И вот тут я, словно повинуясь какому-то инстинкту, внезапно поднялся с колен, повернулся и что было сил бросился бежать в сторону лагеря. Это был совершенно бессознательный порыв, и, лишь остановившись перед входом в свою палатку, я понял причину столь панического бегства. Необычный темный камень являлся частью того, что я не раз видел в снах и на что порой осторожно намекали самые древние из известных мне мифов. Этот блок некогда лежал в стене одного из базальтовых сооружений, наводивших невыразимый ужас на мифическую Великую Расу, – одной из тех высоких слепых башен, которые были оставлены полуматериальными чудовищными тварями, ушедшими вглубь земли, но готовыми в любой момент вырваться наружу невидимым всесокрушающим ураганом.
Я не спал до самого утра и лишь с наступлением рассвета осознал всю нелепость случившегося. Стоило ли так пугаться, обнаружив материальное подтверждение собственной теории, опиравшейся на древние легенды и сказания? На моем месте всякий другой исследователь был бы, наоборот, охвачен энтузиазмом.
За завтраком я рассказал остальным о своей находке, после чего в сопровождении Дайера, Фриборна, Бойла и Уингейта отправился на то самое место. Здесь, однако, нас ожидало разочарование. Ночной ветер полностью изменил рельеф песчаных холмов, сделав повторные поиски камня практически бесполезными.

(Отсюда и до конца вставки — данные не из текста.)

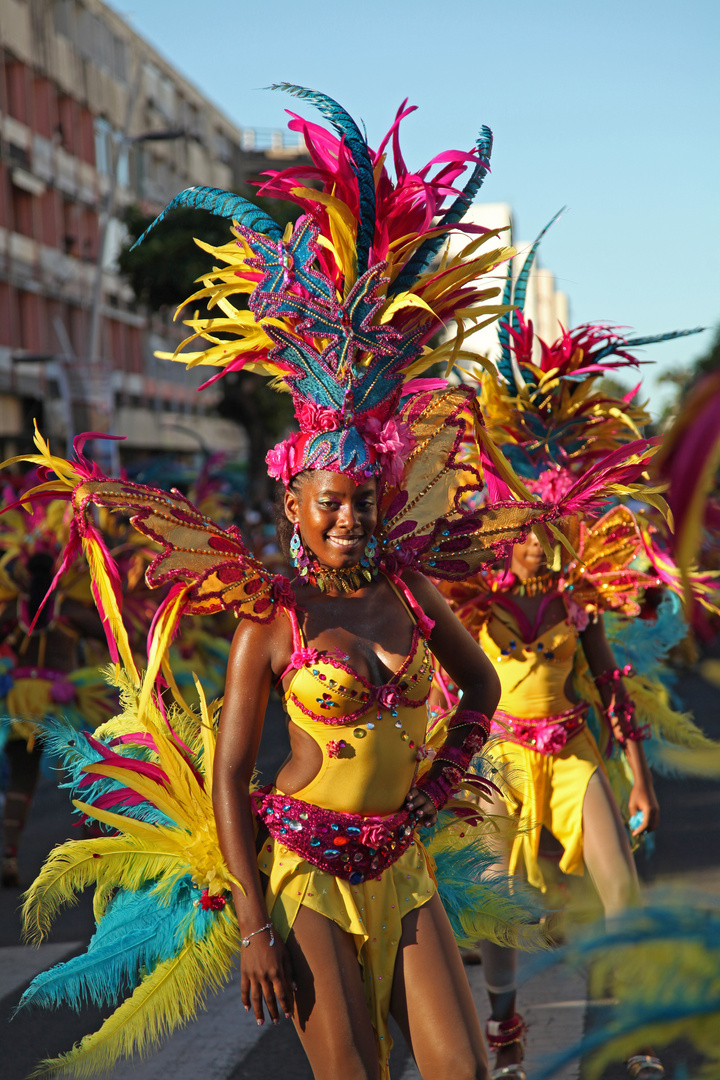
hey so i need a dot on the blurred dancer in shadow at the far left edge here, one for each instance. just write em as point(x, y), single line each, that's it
point(44, 623)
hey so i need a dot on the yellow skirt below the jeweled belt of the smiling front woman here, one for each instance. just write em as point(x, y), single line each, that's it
point(372, 912)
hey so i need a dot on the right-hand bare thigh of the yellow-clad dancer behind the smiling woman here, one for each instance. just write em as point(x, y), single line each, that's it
point(606, 848)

Постепенно я приближаюсь к самой трудной части своего повествования – трудной еще и потому, что я не могу целиком поручиться за реальность изложенных в ней фактов. Временами мне кажется, что все это не было галлюцинацией; но тогда происшедшее со мной приобретает воистину грандиозное значение для всего человечества – именно таким настроениям я и обязан тем, что пишу сейчас этот отчет.
Мой сын, профессиональный психолог, прекрасно осведомленный обо всех связанных с этим делом обстоятельствах, должен быть первым, кто прочтет и даст оценку моему труду.
Для начала я намерен обрисовать чисто внешнюю сторону происшедшего – так, как она представлялась людям, все это время находившимся в лагере.